I am trying to find the ground state of a Hamiltonian with a \mathbb{Z}_2 \otimes \mathbb{Z}_2 global symmetry. To this end, I want to initialize the ground state in a way that respects the symmetry and then make DMRG remain in the symmetry sector. The simplest such ground state is the following: |\psi_0 \rangle =\frac{1}{\sqrt{2}}(\underbrace{|0+++...++0\rangle}_{\psi_a} +\underbrace{|1+++...++1\rangle}_{\psi_b} ) where |+\rangle stands for the +1 eigenstate of \sigma_x. I tried to implement this strategy using the example laid out in the documentation but came across two problems.

First of all, when defining the \psi_a part of the state, ITensor doesn’t seem to recognize the |+\rangle state as part of the Qubit library.

using ITensors
N = 10
sites = siteinds("Qubit",N;conserve_qns=true)
state_a = [ isequal(n,1)|| isequal(n,N) ? "0" : "X+" for n=1:N ]
psi_a = productMPS(sites,state)

producing

ArgumentError: Overload of “state” or “state!” functions not found for state name “X+” and Index tags “Qubit,Site,n=1”.

Finally, I don’t know if adding two product states \psi_a and \psi_b is allowed in this context in ITensor.

Hi Arnab,
It’s an interesting question. First of all, what you’re trying in the code above is probably not working for two reasons:

you defined your array as state_a but then wrote state when plugging it into the productMPS function, so you just have a minor bug there

the state_a state you are making (I get state_a = ["0", "X+", "X+", "X+", "X+", "X+", "X+", "X+", "X+", "0"] when printing it out) does not conserve total qubit parity, which is what conserve_qns=true conserves for the “Qubit” site type. As I think you’d agree it’s a state which is a superposition of different parity sectors.

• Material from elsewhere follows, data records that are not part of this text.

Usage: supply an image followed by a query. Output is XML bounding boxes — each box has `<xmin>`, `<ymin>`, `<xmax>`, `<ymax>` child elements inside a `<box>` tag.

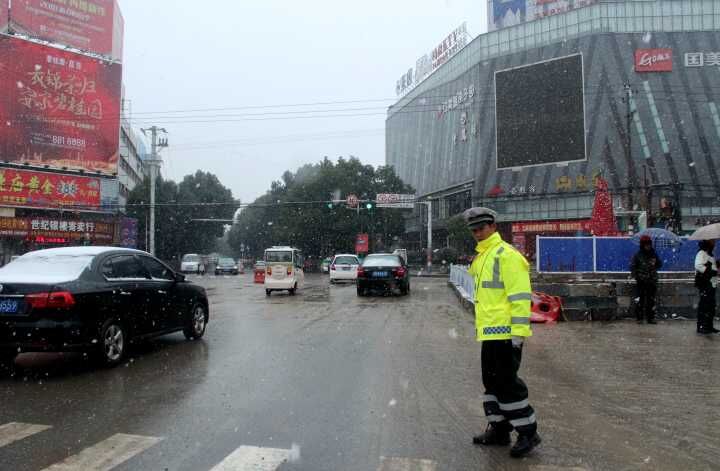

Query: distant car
<box><xmin>357</xmin><ymin>254</ymin><xmax>410</xmax><ymax>296</ymax></box>
<box><xmin>330</xmin><ymin>254</ymin><xmax>360</xmax><ymax>283</ymax></box>
<box><xmin>0</xmin><ymin>247</ymin><xmax>209</xmax><ymax>366</ymax></box>
<box><xmin>180</xmin><ymin>253</ymin><xmax>205</xmax><ymax>275</ymax></box>
<box><xmin>215</xmin><ymin>257</ymin><xmax>240</xmax><ymax>276</ymax></box>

So to understand what you’re trying to do I’d need some more information. What is the Z_2 \otimes Z_2 symmetry you are trying to conserve? What does each copy of Z_2 correspond to in terms of the qubits?

Thank you very much for your response! The \mathbb{Z}_2 \otimes \mathbb{Z}_2 symmetry I am trying to conserve acts on the qubits via \cong \langle ZXIXI…XIZ, XIXIX…XIX\rangle. So the parity is conserved in the bulk but at the two boundary sites, things get a little more complicated.

That helps me understand a bit more, but I’m afraid I don’t have all the information I would need to help you if you still want to try to conserve this. Is there a way of explaining the symmetry in terms of a quantity which is conserved? Like for spins a common example is that total Sz is conserved. Is it here that the parity of a subset of the qubits is conserved or always remains the same?